Sofifi, MI - Pemerintah Provinsi Maluku Utara terus memperkuat sektor pendidikan vokasi melalui percepatan pembentukan Badan Layanan Umum Daerah (BLUD) di Sekolah Menengah Kejuruan (SMK).
Langkah strategis itu ditegaskan dalam Rapat Koordinasi (Rakor) Penilaian Pembentukan BLUD SMK yang dipimpin langsung Sekda Malut Samsuddin Abdul Kadir, di Aula Dinas Pendidikan dan Kebudayaan, Senin (27/4/2026).
Rakor tersebut dilaksanakan sebagai tindak lanjut Peraturan Menteri Dalam Negeri Nomor 79 Tahun 2018 tentang Badan Layanan Umum Daerah, yang memberikan ruang fleksibilitas pengelolaan keuangan bagi instansi pelayanan publik, termasuk sekolah kejuruan.
Sekda Malut Samsuddin Abdul Kadir dalam arahannya menegaskan bahwa pendidikan vokasi memiliki peran vital dalam mencetak sumber daya manusia yang terampil dan siap bersaing di dunia industri.
Menurutnya, penerapan BLUD di SMK menjadi kebutuhan mendesak agar sekolah memiliki keleluasaan dalam mengelola keuangan, mengembangkan unit produksi, dan meningkatkan mutu layanan pendidikan.
“Pendidikan vokasi pada SMK merupakan instrumen penting dalam mencetak tenaga kerja terampil yang siap bersaing di dunia industri.
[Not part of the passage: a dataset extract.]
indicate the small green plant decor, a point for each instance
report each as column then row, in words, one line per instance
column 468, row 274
Karena itu, implementasi BLUD menjadi prioritas,” ujar Samsuddin.
Ia mengungkapkan pembentukan BLUD bukan sekadar perubahan sistem administrasi, tetapi menjadi upaya nyata untuk memperkuat kualitas lulusan SMK agar mampu menjawab kebutuhan dunia kerja dan pembangunan daerah.
Senada denngan itu, Kepala Dinas Pendidikan dan Kebudayaan Malut, Abubakar Abdullah mengatakan BLUD SMK memiliki fungsi strategis dalam mendorong kemandirian sekolah.
Menurut Abubakar Abdullah sistem BLUD memungkinkan sekolah mengoptimalkan aset, meningkatkan produktivitas Teaching Factory (TeFa), mendorong kewirausahaan, serta memperkuat daya saing lulusan.
“Dengan BLUD, sekolah bisa lebih fleksibel dalam mengelola potensi yang dimiliki. Ini akan berdampak langsung pada kualitas lulusan yang lebih siap kerja,” katanya.
Pria yang akrab biasa disapa AKA itu juga mencontohkan salah satu SMKN di Jawa Tengah yang memiliki nilai valuasi aset mencapai Rp20 miliar. Ia berharap hal serupa dapat diwujudkan di Maluku Utara melalui pengelolaan yang lebih profesional.
Dari total SMK di Maluku Utara, baru 15 sekolah yang diusulkan menjadi BLUD, yakni SMKN 1 hingga SMKN 5 Ternate, SMKN 1 hingga SMKN 6 Tidore, SMKN 1 Halmahera Timur, SMKN 2 Halmahera Utara, dan SMKN 2 Halmahera Tengah.
Penetapan tersebut mempertimbangkan kepemilikan aset sekolah, kesiapan pengembangan Teaching Factory, serta sekolah yang telah menerima bantuan revitalisasi dari pemerintah pusat.
Menutup arahannya, Sekda Malut mengajak seluruh pihak untuk memperkuat sinergi dan komitmen bersama agar percepatan pembentukan BLUD SMK dapat berjalan optimal.
“Mari kita jadikan momentum ini sebagai tonggak penting dalam sejarah pendidikan vokasi di Maluku Utara, demi terciptanya generasi muda yang unggul dan berdaya saing,” tutupnya.
Rakor ini menjadi bukti keseriusan Pemprov Maluku Utara dalam membangun pendidikan yang adaptif, inovatif, dan mampu menjawab tantangan pembangunan daerah maupun persaingan global.